Dynamic multi-model switching is a featured design of the platform, using a 'sleep-wake' strategy:

#### State Definitions
| State | Description | VRAM Usage |
|-------|-------------|------------|
| ACTIVE | Model loaded into GPU VRAM, can respond immediately | ~20GB VRAM |
| SLEEPING (L1) | Weights offloaded from VRAM to system memory (mapping retained) | 0 VRAM |
| COLD | Weights only stored on disk, need reloading | 0 VRAM, 0 RAM |

#### Switch Controller
The built-in switch controller manages state transitions via `POST /sleep` and `POST /wake_up` endpoints:
- When switching, the currently active model enters L1 sleep (VRAM → memory)
- The target model is loaded from memory/disk to VRAM to become the new active model

#### Value
Applicable scenarios:
- Mixed use of code assistants and chatbots
- Multi-tenant environments (switch on demand instead of reserving GPUs)
- Cost-sensitive scenarios (maximize single GPU utilization)

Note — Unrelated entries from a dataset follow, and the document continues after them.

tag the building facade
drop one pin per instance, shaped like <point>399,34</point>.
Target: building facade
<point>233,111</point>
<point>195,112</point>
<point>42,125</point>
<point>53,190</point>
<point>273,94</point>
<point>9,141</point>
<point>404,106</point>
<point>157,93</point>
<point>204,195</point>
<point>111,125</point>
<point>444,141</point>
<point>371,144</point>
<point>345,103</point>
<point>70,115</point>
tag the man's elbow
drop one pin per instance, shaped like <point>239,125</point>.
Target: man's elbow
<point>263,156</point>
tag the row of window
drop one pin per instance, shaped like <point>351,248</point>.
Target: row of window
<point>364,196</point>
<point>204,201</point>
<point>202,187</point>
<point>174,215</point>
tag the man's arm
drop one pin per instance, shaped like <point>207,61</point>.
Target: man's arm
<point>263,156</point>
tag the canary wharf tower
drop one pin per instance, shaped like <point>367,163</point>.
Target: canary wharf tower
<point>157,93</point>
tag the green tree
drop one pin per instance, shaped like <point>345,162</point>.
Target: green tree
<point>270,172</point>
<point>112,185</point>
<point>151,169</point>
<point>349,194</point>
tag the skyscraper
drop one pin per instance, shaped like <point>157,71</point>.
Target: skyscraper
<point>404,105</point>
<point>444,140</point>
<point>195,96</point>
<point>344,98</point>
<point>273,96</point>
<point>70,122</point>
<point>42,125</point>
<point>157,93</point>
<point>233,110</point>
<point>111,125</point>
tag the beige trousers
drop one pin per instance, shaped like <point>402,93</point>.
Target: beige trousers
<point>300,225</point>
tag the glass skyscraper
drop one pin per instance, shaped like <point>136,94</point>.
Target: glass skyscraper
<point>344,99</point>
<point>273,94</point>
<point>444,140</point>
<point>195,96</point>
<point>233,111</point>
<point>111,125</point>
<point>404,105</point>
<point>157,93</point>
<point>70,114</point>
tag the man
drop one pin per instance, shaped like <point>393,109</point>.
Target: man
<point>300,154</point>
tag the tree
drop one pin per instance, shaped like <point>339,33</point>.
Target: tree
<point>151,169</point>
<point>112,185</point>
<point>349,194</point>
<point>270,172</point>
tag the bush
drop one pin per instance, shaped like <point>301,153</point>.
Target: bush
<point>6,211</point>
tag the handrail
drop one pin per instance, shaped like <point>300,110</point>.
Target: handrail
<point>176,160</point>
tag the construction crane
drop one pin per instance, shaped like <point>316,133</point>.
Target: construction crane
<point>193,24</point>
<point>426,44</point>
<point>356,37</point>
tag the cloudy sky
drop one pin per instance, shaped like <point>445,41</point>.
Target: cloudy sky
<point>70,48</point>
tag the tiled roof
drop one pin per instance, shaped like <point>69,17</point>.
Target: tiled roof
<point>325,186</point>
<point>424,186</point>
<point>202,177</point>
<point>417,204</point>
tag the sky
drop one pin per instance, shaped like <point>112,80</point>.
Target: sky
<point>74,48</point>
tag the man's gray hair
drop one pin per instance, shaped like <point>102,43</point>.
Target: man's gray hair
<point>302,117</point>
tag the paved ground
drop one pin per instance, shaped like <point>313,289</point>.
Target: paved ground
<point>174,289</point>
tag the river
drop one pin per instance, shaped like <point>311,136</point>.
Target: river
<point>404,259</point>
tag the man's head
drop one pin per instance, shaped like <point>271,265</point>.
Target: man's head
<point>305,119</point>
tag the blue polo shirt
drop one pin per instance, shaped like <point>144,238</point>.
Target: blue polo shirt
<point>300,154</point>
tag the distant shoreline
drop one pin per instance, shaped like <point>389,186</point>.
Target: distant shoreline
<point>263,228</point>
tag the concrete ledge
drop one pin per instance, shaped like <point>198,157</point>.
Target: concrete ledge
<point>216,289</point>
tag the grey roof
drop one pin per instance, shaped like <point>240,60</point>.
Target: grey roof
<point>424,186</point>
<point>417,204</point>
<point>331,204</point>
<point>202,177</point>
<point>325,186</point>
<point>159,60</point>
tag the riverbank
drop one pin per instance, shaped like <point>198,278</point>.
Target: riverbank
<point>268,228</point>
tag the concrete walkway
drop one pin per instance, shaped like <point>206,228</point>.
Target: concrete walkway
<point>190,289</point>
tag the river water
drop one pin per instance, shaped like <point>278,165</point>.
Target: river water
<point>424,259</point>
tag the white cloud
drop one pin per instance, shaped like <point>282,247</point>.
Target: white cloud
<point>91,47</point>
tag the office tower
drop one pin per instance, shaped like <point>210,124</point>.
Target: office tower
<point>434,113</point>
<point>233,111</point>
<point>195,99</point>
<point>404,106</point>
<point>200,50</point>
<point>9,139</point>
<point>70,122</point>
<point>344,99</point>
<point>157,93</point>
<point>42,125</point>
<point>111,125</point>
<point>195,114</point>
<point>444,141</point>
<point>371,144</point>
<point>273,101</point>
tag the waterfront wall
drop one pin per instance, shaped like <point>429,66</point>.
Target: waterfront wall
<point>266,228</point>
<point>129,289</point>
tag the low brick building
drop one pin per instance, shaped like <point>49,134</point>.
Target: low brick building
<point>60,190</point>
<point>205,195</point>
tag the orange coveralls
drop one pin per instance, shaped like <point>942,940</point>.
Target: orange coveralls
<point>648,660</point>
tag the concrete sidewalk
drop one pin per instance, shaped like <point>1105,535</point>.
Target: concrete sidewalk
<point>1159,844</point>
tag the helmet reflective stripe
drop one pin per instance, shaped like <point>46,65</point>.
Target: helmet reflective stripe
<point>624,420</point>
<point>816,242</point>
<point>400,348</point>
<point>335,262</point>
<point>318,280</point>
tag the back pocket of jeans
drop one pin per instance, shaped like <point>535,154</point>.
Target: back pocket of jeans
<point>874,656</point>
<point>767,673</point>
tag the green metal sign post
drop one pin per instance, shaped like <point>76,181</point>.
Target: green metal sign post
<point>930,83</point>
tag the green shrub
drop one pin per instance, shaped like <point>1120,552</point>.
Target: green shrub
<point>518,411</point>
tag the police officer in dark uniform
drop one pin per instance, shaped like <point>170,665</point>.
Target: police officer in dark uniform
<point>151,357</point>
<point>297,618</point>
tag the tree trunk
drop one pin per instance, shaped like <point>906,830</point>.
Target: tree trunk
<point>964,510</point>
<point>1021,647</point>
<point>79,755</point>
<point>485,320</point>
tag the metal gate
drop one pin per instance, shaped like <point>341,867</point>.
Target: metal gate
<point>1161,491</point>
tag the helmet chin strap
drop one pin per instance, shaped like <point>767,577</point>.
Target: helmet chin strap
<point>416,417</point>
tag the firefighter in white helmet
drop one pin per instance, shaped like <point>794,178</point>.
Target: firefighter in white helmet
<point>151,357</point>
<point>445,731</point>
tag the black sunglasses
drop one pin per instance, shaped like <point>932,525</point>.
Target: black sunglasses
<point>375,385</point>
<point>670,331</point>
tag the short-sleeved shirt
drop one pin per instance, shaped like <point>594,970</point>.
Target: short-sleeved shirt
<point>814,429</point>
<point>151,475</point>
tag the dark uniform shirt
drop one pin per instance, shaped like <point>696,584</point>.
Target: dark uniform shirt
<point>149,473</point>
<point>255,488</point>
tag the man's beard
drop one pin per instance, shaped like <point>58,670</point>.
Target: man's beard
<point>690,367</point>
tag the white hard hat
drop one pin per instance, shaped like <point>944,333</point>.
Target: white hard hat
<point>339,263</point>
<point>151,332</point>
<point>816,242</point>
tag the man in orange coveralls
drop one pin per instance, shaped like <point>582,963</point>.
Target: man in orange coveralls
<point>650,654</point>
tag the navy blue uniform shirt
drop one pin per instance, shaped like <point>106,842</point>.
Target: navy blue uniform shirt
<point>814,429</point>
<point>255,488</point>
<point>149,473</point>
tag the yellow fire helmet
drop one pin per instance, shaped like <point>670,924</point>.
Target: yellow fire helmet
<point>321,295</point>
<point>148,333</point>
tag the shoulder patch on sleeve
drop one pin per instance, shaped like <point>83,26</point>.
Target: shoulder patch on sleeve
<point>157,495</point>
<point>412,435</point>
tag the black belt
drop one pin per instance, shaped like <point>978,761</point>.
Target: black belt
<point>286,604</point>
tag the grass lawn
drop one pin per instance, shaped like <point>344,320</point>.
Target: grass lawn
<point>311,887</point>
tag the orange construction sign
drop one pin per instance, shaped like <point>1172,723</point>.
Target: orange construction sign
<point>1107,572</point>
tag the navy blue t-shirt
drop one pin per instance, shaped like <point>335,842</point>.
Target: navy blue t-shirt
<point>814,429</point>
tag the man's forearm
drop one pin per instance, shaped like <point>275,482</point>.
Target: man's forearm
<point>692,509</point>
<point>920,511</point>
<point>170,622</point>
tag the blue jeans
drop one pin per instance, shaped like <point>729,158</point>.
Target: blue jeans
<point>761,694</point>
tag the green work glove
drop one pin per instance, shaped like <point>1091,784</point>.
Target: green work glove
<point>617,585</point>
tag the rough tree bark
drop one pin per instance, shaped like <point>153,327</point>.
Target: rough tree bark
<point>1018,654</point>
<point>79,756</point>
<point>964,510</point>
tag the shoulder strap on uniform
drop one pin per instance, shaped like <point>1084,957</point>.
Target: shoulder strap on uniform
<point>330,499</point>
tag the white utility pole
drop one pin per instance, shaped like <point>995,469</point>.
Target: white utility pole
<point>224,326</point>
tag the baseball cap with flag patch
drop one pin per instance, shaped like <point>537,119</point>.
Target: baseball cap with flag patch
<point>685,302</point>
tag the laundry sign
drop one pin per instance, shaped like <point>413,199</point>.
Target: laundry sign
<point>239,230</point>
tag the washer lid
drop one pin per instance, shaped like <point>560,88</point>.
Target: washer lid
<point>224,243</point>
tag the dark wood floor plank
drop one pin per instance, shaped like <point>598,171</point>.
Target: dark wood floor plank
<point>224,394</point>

## Deployment Process and Observability System

### Key Steps of Deployment Process
1. **Base Environment Preparation**: Choose Ubuntu 24.04 LTS (excellent NVIDIA driver/CUDA support), install NVIDIA driver and Container Toolkit (bridge for containers to access GPUs).
2. **K3s Cluster Setup**: Single-node K3s (lightweight, built-in Traefik and local-path), deploy NVIDIA GPU Operator (convert GPUs into resources accessible by pods).
3. **Model Service Deployment**: vLLM configuration needs to request `nvidia.com/gpu:1` resource, adjust VRAM utilization parameters, enable sleep mode; persist model weights via local-path PVC (avoid repeated downloads).
4. **Gateway and Entry Configuration**: LiteLLM as the only forward entry; Traefik Ingress + cert-manager for HTTPS secure access.
5. **Client Access**: Different tools have different configuration methods (e.g., kagent sets baseUrl to point to LiteLLM, Claude Code sets the ANTHROPIC_BASE_URL environment variable).

### Observability System
Core metrics include GPU utilization (exported by DCGM), KV cache pressure (unique to vLLM), preemption rate, and P95 latency; optional integration with OpenTelemetry for full-link tracing.

## Technology Selection Considerations

#### Why Choose vLLM?
- PagedAttention algorithm: Improves VRAM utilization and throughput
- Continuous batching: Supports multi-user concurrent pipeline processing
- OpenAI-compatible API: Reduces client migration costs
- Active community: Fast iteration and new model support

#### Why Choose LiteLLM?
- Multi-backend unification: Connects to vLLM, OpenAI, Azure OpenAI, etc.
- Budget control: Fine-grained usage limits and cost management
- Protocol conversion: Automatically handles API differences between vendors

#### Why Choose K3s?
- Low resource usage: Suitable for edge/POC environments
- Complete built-in components: Includes storage, Ingress, and DNS by default
- Standard K8s compatibility: POC mode can be migrated to production clusters

## Current Limitations and Expansion Directions

### Current Limitations
- Single-node architecture: No high availability capability
- Manual model switching: Requires explicit API calls, no auto load-driven switching
- Storage limitation: local-path does not support cross-node migration

### Expansion Directions
- Multi-node expansion: Support multi-GPU distributed inference
- Auto scaling: Scale vLLM replicas based on request queue length
- Model cache optimization: Introduce shared storage or model repositories to accelerate cold starts
- Multi-tenant isolation: Achieve stronger isolation via Namespace and NetworkPolicy

## Summary and Insights

This project provides a solid starting point for self-hosted LLM infrastructure teams. Its value lies not only in the code but also in the design ideas:
1. **Cloud-native first**: Leverage K8s orchestration capabilities to avoid self-built scheduling
2. **Layered decoupling**: Gateway, inference, and storage have clear roles, facilitating upgrades and replacements
3. **Resource efficiency**: Sleep mechanism maximizes single GPU utilization
4. **Observability built-in**: Monitoring as a first-class citizen

For teams evaluating self-hosted LLM solutions, this project offers a runnable reference implementation to help understand the full path from bare metal to service and technical trade-offs.